Re: [julia-users] Re: Matlab bench in Julia

2014-09-18 Thread Andreas Noack
I knew something was not right. I typed qr, not lu. Hence in that case,
 MATLAB did pivoting and Julia didn't. Sorry for that.

Here are the right timings for lu which are as expected. MKL is slightly
faster than OpenBLAS.

MATLAB:
 tic();for i = 1:10
[L,U,p] = lu(A, 'vector');
end;toc()/10

ans =

0.2314


Julia:
julia tic(); for i = 1:10
   lu(A);
   end;toc()/10
elapsed time: 3.147632455 seconds

0.3147632455

Med venlig hilsen

Andreas Noack

2014-09-18 16:25 GMT-04:00 Stefan Karpinski ste...@karpinski.org:

 Nice :-)

 On Thu, Sep 18, 2014 at 4:20 PM, Andreas Noack 
 andreasnoackjen...@gmail.com wrote:

 Yes. It appears so on my Mac. I just redid the timings with the same
 result.

 Med venlig hilsen

 Andreas Noack

 2014-09-18 15:55 GMT-04:00 Stefan Karpinski ste...@karpinski.org:

 I'm slightly confused – does that mean Julia is 2.4x faster in this case?

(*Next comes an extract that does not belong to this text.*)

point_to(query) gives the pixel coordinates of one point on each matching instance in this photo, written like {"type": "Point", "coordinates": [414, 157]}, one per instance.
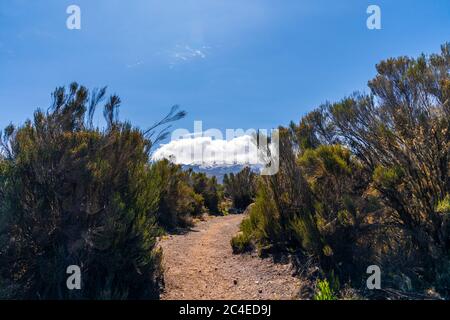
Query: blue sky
{"type": "Point", "coordinates": [230, 63]}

 On Thu, Sep 18, 2014 at 3:53 PM, Andreas Noack 
 andreasnoackjen...@gmail.com wrote:

 In addition our lu calculates a partially pivoted lu and returns the L
 and U matrices and the vector of permutations. To get something comparable
 in MATLAB you'll have to write

 [L,,U,p] = lu(A,'vector')

 On my old Mac where Julia is compiled with OpenBLAS the timings are

 MATLAB:
  tic();for i = 1:10
 [L,U,p] = qr(A, 'vector');
 end;toc()/10

 ans =

 3.4801

 Julia:
 julia tic(); for i = 1:10
qr(A);
end;toc()/10
 elapsed time: 14.758491472 seconds
 1.4758491472

 Med venlig hilsen

 Andreas Noack

 2014-09-18 15:33 GMT-04:00 Jason Riedy ja...@lovesgoodfood.com:

 And Elliot Saba writes:
  The first thing you should do is run your code once to warm up the
  JIT, and then run it again to measure the actual run time, rather
  than compile time + run time.

 To be fair, he seems to be timing MATLAB in the same way, so he's
 comparing systems appropriately at that level.

 It's just the tuned BLAS+LAPACK  fftw v. the default ones.  This
 is one reason why MATLAB bundles so much.  (Another reason being
 the differences in numerical results causing support calls.  Took
 a long time before MATLAB gave in to per-platform-tuned libraries.)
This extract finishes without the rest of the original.